Both lawmakers have been staunch opponents of regulating medical cannabis and have each proposed and sponsored legislation to roll back licensing requirements, purchasing limits and other regulations. Boyer also is mounting an effort to oust the Office of Cannabis Policy’s director, John Hudak, over alleged conflicts of interest with the company contracted to track the state’s recreational plants.

Hudak testified virtually before the committee Monday, speaking in favor of both Malon and Graham’s bills. He said dispensary owners around the state have reported an influx of suspected illegal growers allegedly associated with Chinese organized crime selling bulk cannabis at “rock bottom” prices to legal dispensaries.

“It’s time to stop debating whether or not there’s a need for mandatory contaminant testing in Maine’s medical cannabis program. There is,” Hudak said.

REVOKING It’s much easier to become a licensed caregiver in Maine than in most other legal states. Under current regulations, caregiver licenses cannot be revoked for growing or selling tainted cannabis, using toxic chemicals or pesticides or operating in an unsafe environment. Most license revocations occur because caregivers are growing too many plants or not maintaining their sales log.

As a result, hundreds of once-illegal cannabis grow houses allegedly run by Chinese organized crime have navigated Maine’s loose legal framework to become legal medical caregivers, even in several properties previously raided by police.

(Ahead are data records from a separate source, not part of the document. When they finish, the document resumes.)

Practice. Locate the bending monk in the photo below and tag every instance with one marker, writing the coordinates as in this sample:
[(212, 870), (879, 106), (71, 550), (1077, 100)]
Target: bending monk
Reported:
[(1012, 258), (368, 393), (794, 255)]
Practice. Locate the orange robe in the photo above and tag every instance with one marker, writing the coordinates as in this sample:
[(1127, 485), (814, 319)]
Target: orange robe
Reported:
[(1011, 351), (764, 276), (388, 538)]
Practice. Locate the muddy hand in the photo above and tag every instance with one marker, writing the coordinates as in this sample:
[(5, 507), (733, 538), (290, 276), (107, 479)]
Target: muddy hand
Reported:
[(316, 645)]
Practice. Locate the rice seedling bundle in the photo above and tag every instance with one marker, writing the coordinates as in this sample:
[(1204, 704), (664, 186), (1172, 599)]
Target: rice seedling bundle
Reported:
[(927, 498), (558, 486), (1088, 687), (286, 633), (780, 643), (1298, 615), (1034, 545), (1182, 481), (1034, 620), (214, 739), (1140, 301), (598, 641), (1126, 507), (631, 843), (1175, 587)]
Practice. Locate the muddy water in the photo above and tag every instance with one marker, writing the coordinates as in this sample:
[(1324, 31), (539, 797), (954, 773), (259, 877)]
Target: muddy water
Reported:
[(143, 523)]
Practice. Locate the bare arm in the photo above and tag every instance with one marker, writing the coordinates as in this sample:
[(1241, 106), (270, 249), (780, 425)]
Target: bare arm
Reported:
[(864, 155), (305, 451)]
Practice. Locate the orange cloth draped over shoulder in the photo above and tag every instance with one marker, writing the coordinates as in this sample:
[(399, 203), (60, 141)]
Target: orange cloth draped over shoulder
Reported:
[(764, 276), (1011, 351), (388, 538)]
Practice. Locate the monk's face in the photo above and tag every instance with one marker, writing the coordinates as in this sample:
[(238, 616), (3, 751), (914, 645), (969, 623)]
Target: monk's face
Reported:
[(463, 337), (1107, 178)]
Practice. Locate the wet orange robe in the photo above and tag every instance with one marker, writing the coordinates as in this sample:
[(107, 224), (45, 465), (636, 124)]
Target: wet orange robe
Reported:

Black mold infestations, toxic chemical pesticides and black market fumigants imported from China have been found inside the majority of illegal grow houses raided by local and federal authorities so far. Potentially fatal amounts of toxic chemicals have been found inside cannabis grown at multiple licensed grow houses.

“Absent inventory tracking, there’s no way for regulators to know the origin of medical cannabis offered for sale to qualifying patients,” Hudak told the committee. “It’s time to put the safety and informed consent of Maine patients first.”